The Central Bank of Ireland publishes feedback statement on the ETF discussion paper

The Central Bank of Ireland publishes feedback statement on the ETF discussion paper

October 2018

The much-anticipated feedback statement following the release of DP6 on Exchange Traded Funds by the Central Bank of Ireland (CBI) was released 14 September 2018. Ireland has long been the domicile of choice for European ETFs, with the vast majority of European ETFs now domiciled in Ireland, so the CBI’s continued focus on this growing sector comes as no surprise.

 

The CBI’s statement focuses on the key themes explored in DP6 and summary responses received from the industry. Its statement demonstrates the CBI’s commitment to supporting current European and International work streams on ETFs, such as IOSCO’s newly launched ETF work stream, one of many ongoing ETF-specific regulatory forums. The CBI’s feedback statement has been largely well received by the industry, although its decision to retain the requirement for daily portfolio disclosure comes as a disappointment to active managers. 

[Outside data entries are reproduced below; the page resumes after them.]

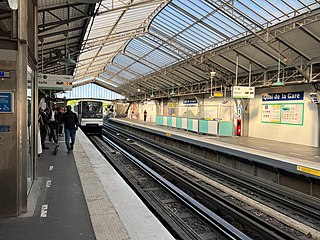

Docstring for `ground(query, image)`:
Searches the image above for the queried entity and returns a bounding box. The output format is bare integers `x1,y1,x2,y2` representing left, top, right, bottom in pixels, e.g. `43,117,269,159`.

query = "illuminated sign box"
231,86,255,98
38,74,73,90
0,91,13,113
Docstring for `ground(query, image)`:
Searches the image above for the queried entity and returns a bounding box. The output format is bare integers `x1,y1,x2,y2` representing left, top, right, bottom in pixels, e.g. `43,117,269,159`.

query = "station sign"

There are two specific decisions included in the statement that are welcomed by the industry. First is the decision by the CBI to permit listed and unlisted share classes within the same sub fund. The concept of an ‘ETF’ share class has been long anticipated and it will be interesting to see the uptake from the European industry. Asset managers are likely to explore this route to entry for its potential to be more cost-effective than launching a new ETF structure. It is not without its challenges however, and the tax benefits offered to an ETF structure should not be ignored and therefore close examination of tax implications should be considered. Further guidance on this is to follow.

 

The second welcome decision is allowing different dealing deadlines for hedged and non-hedged share classes, similar to the approach taken currently for in kind / versus cash orders. This is expected in revised policy and will be welcomed by Authorised Participants (APs) and Issuers alike as it offers further flexibility for order taking on hedged versus unhedged classes. 

 

The CBI is expected to examine further a number of other themes below following the release of the statement:

 

  • Further transparency on the remuneration of APs and Official Liquidity Suppliers (OLPs), which the CBI deems ‘best practice’ not just for an ETF but for the asset management industry as a whole.
  • Clarity on the role of APs and OLPs and their interconnectedness; the CBI views disclosure on the role of APs and OLPs as important for all participants.
  • While daily portfolio disclosure remains a requirement of the CBI, through its feedback statement, the CBI demonstrates a commitment to consider this further. Openness to further exploration in this area will be welcomed by the industry.
  • Consistency of direct redemption policies and uniformity regarding the listing of ETFs remain a challenge across Europe and the CBI is looking towards further consistency across both of these themes. 

 

So what’s next? Guidance notes are expected imminently from the CBI on the change of policy regarding listed and unlisted share classes and flexibility with regard to dealing deadlines of different share classes within the same fund structure, after which issuers will be in a position to submit applications to the CBI.

 

Further review of the themes left open by the CBI such as the APs and OLPs framework and daily portfolio disclosure will continue and we continue to watch this space as potential changes emerge.